Excerpts from Roate Caeli and St. Pope John Paul II:
… it is a solemn duty of Christians, yes, of every confirmed Christian, to bear witness to the truth in season and out of season, and to cry out like St. Catherine of Siena when good is called evil and evil, good.
Pope John Paul II had seen the trends of our times and anticipated what was coming. He wrote with unmistakable clarity and courage in Veritatis Splendor (n. 88 and n. 93):
It is urgent then that Christians should rediscover the newness of the faith and its power to judge a prevalent and all-intrusive culture. As the Apostle Paul admonishes us: “Once you were darkness, but now you are light in the Lord; walk as children of the light (for the fruit of the light is found in all that is good and right and true), and try to learn what is pleasing to the Lord. Take no part in the unfruitful works of darkness, but instead expose them… Look carefully then how you walk, not as unwise men but as wise, making the most of the time, because the days are evil” (Eph 5:8-11, 15-16; cf. 1 Th 5:4-8).
This witness [of martyrs to the exceptionless moral law] makes an extraordinarily valuable contribution to warding off, in civil society and within the ecclesial communities themselves, a headlong plunge into the most dangerous crisis which can afflict man: the confusion between good and evil, which makes it impossible to build up and to preserve the moral order of individuals and communities. By their eloquent and attractive example of a life completely transfigured by the splendour of moral truth, the martyrs and, in general, all the Church’s Saints, light up every period of history by reawakening its moral sense. By witnessing fully to the good, they are a living reproof to those who transgress the law (cf. Wis 2:12), and they make the words of the Prophet echo ever afresh: “Woe to those who call evil good and good evil, who put darkness for light and light for darkness, who put bitter for sweet and sweet for bitter!” (Is 5:20).

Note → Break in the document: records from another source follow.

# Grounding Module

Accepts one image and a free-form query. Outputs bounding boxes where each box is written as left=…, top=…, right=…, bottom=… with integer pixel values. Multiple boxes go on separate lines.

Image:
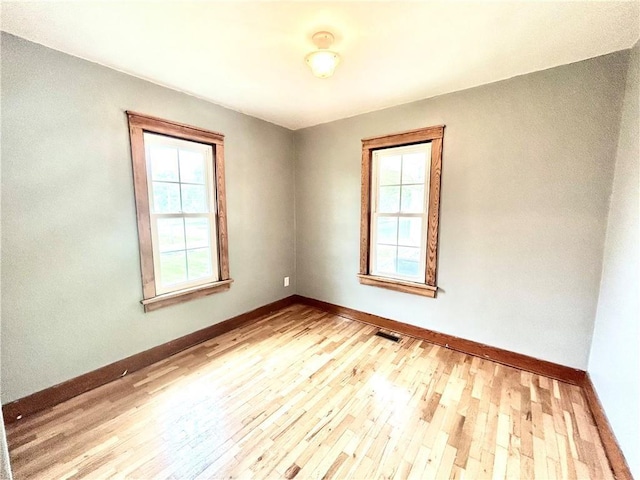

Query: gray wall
left=589, top=44, right=640, bottom=478
left=2, top=34, right=296, bottom=402
left=296, top=51, right=628, bottom=369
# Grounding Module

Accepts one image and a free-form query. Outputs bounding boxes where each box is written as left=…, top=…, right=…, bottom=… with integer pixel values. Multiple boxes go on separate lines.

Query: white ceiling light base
left=305, top=32, right=340, bottom=78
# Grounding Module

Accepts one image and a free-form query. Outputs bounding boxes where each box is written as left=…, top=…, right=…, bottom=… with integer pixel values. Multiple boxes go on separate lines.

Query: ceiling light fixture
left=304, top=32, right=340, bottom=78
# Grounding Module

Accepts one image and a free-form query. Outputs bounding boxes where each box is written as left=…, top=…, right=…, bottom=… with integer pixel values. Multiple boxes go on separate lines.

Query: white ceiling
left=1, top=0, right=640, bottom=129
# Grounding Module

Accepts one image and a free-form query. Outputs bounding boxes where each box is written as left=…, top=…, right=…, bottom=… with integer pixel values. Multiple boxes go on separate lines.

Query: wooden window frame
left=358, top=125, right=444, bottom=298
left=126, top=111, right=233, bottom=312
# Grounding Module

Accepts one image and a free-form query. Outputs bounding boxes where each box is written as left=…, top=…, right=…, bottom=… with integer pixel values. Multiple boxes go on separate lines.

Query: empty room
left=0, top=0, right=640, bottom=480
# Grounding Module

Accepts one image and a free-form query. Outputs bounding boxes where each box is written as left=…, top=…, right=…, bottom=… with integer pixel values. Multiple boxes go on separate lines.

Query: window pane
left=376, top=217, right=398, bottom=245
left=398, top=218, right=422, bottom=247
left=160, top=251, right=187, bottom=285
left=187, top=248, right=211, bottom=280
left=180, top=150, right=205, bottom=184
left=158, top=218, right=184, bottom=252
left=378, top=156, right=400, bottom=185
left=149, top=145, right=178, bottom=182
left=398, top=247, right=420, bottom=276
left=184, top=218, right=210, bottom=248
left=153, top=182, right=180, bottom=213
left=402, top=152, right=426, bottom=183
left=400, top=185, right=424, bottom=213
left=180, top=185, right=209, bottom=213
left=378, top=187, right=400, bottom=213
left=376, top=245, right=398, bottom=273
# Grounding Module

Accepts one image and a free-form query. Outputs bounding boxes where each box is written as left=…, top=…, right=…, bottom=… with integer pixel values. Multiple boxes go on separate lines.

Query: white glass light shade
left=305, top=50, right=340, bottom=78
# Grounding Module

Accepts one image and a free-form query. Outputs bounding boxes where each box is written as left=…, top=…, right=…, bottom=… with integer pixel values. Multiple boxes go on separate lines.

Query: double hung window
left=358, top=127, right=444, bottom=297
left=128, top=112, right=231, bottom=311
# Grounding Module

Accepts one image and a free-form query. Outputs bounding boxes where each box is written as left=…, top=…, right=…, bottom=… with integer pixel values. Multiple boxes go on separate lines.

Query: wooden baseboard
left=582, top=373, right=633, bottom=480
left=2, top=295, right=296, bottom=423
left=294, top=295, right=585, bottom=386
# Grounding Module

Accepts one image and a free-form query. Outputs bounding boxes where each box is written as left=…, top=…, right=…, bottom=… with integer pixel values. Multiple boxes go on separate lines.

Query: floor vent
left=376, top=331, right=400, bottom=342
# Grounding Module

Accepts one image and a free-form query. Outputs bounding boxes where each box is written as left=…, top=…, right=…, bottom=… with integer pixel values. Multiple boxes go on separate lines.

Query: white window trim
left=369, top=142, right=431, bottom=283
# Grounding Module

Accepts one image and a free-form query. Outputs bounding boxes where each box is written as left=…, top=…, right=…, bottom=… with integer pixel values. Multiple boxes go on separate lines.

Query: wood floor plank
left=7, top=305, right=613, bottom=480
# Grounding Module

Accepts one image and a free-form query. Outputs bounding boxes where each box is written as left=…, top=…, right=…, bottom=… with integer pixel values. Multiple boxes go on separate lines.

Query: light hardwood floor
left=7, top=305, right=613, bottom=480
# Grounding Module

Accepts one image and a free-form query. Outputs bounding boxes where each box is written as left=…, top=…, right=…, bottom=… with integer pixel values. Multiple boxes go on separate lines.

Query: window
left=358, top=126, right=444, bottom=297
left=127, top=112, right=232, bottom=311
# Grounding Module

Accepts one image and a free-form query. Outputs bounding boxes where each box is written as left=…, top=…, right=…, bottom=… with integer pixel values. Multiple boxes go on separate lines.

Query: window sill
left=140, top=279, right=233, bottom=312
left=358, top=274, right=438, bottom=298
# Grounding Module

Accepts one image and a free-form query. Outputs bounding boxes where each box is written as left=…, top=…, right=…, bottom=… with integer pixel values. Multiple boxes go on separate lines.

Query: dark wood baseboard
left=294, top=295, right=585, bottom=386
left=2, top=295, right=297, bottom=423
left=582, top=373, right=633, bottom=480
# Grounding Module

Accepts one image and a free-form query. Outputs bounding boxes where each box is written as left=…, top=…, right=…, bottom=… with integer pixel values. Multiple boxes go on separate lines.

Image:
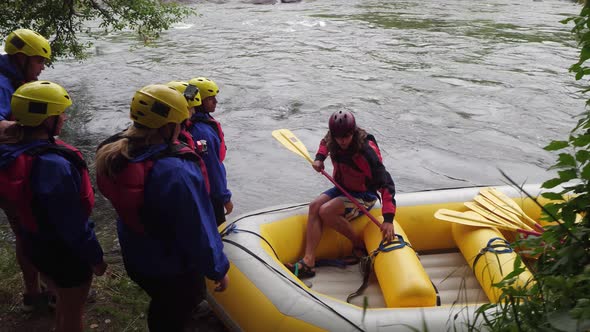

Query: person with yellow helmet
left=0, top=29, right=51, bottom=126
left=0, top=29, right=51, bottom=311
left=96, top=84, right=229, bottom=332
left=166, top=81, right=207, bottom=155
left=187, top=77, right=234, bottom=226
left=0, top=81, right=107, bottom=331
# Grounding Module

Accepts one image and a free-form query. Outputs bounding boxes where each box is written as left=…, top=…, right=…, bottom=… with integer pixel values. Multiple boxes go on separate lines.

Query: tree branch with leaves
left=0, top=0, right=195, bottom=59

Anyone who reads (or re-reads) this great encyclical will see how deeply the Church today is mired in a state of civil war over the fundamentals of morality and of the Gospel itself. We are not looking at a mere disagreement over words or “pastoral strategies”; it is precisely the battle between the Catholics, who still believe exactly what Jesus Christ and the Apostles taught as the saving truth, and the modernists who, with a magician’s sleight-of-hand, explain it away, in deference to “modern man” and his needs (or more accurately, desires). By the Providence of God, it seems we are being forced at last, slowly and against our will, into the two sides depicted in the Apocalypse of John: the faithful who will cling to Christ even at the cost of their lives, and the worldly who will pay lip-service to Christ while they serve Babylon.
As was his beautiful custom in every major document, Pope John Paul II ends Veritatis Splendor (n. 120) with tender yet forceful words inspired by the Blessed Virgin Mary, Mother of Mercy:
Mary shares our human condition, but in complete openness to the grace of God. Not having known sin, she is able to have compassion on every kind of weakness. She understands sinful man and loves him with a mother’s love. Precisely for this reason she is on the side of truth and shares the Church’s burden in recalling always and to everyone the demands of morality. Nor does she permit sinful man to be deceived by those who claim to love him by justifying his sin, for she knows that the sacrifice of Christ her Son would thus be emptied of its power. No absolution offered by beguiling doctrines, even in the areas of philosophy and theology, can make man truly happy: only the Cross and the glory of the Risen Christ can grant peace to his conscience and salvation to his life.